Open Quuxplusone opened 3 years ago
Regarding 1.(ii) one improvement can be done is to provide a warning when ctors are used for sttic locals.
To elaborate on use case for mon-multi threaded initialization in OpenCL - it relies on application to ensure that the status variable initialization code only runs in by one thread (for example by guarding global ID).
Currently Clang User Manual explains workaround for global variable ctors on the application side for drivers that don't support kernel languages with C++ features. It doesn't mention however whever this applies to static locals or not.
After looking at this topic I have noted the following.

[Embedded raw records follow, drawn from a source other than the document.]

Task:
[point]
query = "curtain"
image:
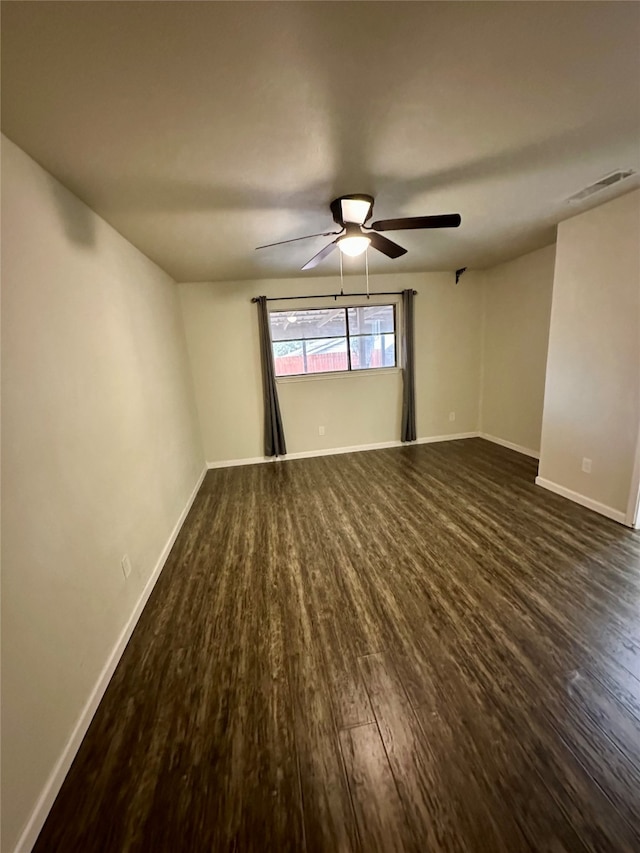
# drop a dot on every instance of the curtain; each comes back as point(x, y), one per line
point(408, 431)
point(274, 443)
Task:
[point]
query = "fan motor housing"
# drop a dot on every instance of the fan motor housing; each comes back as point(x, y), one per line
point(336, 207)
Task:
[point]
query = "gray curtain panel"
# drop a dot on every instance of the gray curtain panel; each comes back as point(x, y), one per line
point(408, 431)
point(274, 443)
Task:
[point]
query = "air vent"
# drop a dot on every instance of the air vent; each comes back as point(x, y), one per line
point(601, 184)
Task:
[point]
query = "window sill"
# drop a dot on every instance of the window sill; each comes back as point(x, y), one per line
point(337, 374)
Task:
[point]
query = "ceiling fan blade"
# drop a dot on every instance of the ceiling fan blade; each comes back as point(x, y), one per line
point(322, 254)
point(445, 220)
point(387, 247)
point(295, 239)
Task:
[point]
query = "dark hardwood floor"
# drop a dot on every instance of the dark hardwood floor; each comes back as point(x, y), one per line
point(409, 649)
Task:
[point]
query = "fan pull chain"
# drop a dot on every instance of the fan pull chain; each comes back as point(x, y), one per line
point(366, 269)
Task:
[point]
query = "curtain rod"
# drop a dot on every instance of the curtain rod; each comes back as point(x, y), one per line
point(333, 295)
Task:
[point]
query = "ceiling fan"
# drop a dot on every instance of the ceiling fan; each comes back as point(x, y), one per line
point(351, 212)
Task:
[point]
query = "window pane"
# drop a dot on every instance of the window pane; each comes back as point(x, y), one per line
point(318, 356)
point(371, 319)
point(369, 351)
point(314, 323)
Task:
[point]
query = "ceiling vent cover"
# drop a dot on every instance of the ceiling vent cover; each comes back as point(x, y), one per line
point(601, 184)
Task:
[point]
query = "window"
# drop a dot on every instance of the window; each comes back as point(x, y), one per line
point(325, 340)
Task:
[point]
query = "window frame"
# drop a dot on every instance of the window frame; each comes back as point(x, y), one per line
point(350, 371)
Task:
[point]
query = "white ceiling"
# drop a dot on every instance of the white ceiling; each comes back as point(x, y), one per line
point(201, 130)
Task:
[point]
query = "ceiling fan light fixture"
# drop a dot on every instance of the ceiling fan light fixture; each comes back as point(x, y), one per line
point(353, 246)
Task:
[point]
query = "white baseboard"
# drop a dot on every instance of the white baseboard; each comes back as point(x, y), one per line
point(583, 500)
point(59, 772)
point(334, 451)
point(232, 463)
point(510, 445)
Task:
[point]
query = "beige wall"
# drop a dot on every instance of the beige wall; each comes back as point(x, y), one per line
point(517, 308)
point(221, 328)
point(592, 395)
point(100, 454)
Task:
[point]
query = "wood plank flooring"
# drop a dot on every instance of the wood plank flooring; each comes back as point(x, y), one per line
point(413, 649)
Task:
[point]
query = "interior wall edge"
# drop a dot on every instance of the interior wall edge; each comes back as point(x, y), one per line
point(53, 784)
point(583, 500)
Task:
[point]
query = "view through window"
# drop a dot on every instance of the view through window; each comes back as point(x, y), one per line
point(324, 340)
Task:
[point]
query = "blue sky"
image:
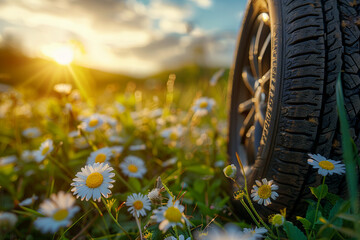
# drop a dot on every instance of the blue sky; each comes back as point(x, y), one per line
point(134, 37)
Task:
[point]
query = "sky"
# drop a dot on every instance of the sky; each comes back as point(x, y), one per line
point(133, 37)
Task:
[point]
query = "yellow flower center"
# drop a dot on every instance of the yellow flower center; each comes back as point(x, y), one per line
point(45, 150)
point(326, 165)
point(132, 168)
point(203, 104)
point(173, 136)
point(264, 191)
point(93, 122)
point(94, 180)
point(173, 214)
point(278, 220)
point(61, 215)
point(100, 158)
point(138, 205)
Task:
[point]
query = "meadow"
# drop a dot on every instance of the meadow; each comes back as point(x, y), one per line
point(142, 161)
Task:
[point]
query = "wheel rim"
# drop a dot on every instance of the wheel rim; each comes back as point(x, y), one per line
point(255, 75)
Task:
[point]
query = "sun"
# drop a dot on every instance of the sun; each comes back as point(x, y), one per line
point(62, 54)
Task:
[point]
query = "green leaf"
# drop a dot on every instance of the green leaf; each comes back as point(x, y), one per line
point(349, 217)
point(293, 232)
point(348, 149)
point(135, 183)
point(202, 170)
point(306, 223)
point(320, 191)
point(310, 213)
point(335, 210)
point(332, 198)
point(199, 186)
point(33, 212)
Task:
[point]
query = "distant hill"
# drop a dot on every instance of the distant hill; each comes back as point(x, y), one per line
point(37, 74)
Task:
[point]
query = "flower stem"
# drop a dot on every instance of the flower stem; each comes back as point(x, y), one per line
point(277, 233)
point(139, 226)
point(124, 182)
point(250, 212)
point(176, 233)
point(317, 206)
point(112, 217)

See example: https://godbolt.org/z/bfaxKT
(i) It seems that to support thread safe implementation some sort of locking mechanism is to be used but however it is not provided by all OpenCL vendors.
(ii) To address portability it seems that Clang should not define __cpp_threadsafe_static_init by default, that is controlled by LangOpts.ThreadsafeStatics. So this option should be set to 0 in OpenCL mode.
(iii) Vendors that support thread safe implementation of static initialization can enable the LangOpt or alternatively it can be altered using -fthreadsafe-statics flag.
(iv) Application code can check the "__cpp_threadsafe_static_init" define to either use the static initialzation or emulate it on the application side. For example the initialization can be done by one work item by guarding the initialization code with the work item ID.
(v) Vendor will have to implement @cxa_guard_acquire, @cxa_guard_release (Itanium ABI), but the naive non-thread safe implementation can be very simple - just checking and setting flag variable generated in IR. (see @_ZGVZ8get_fredvE12a_local_fred in the example). NOTE that we don't neeed to worry about recursions since they are disallowed in OpenCL and recursiong in static locals initialization is undefined behavior in C++.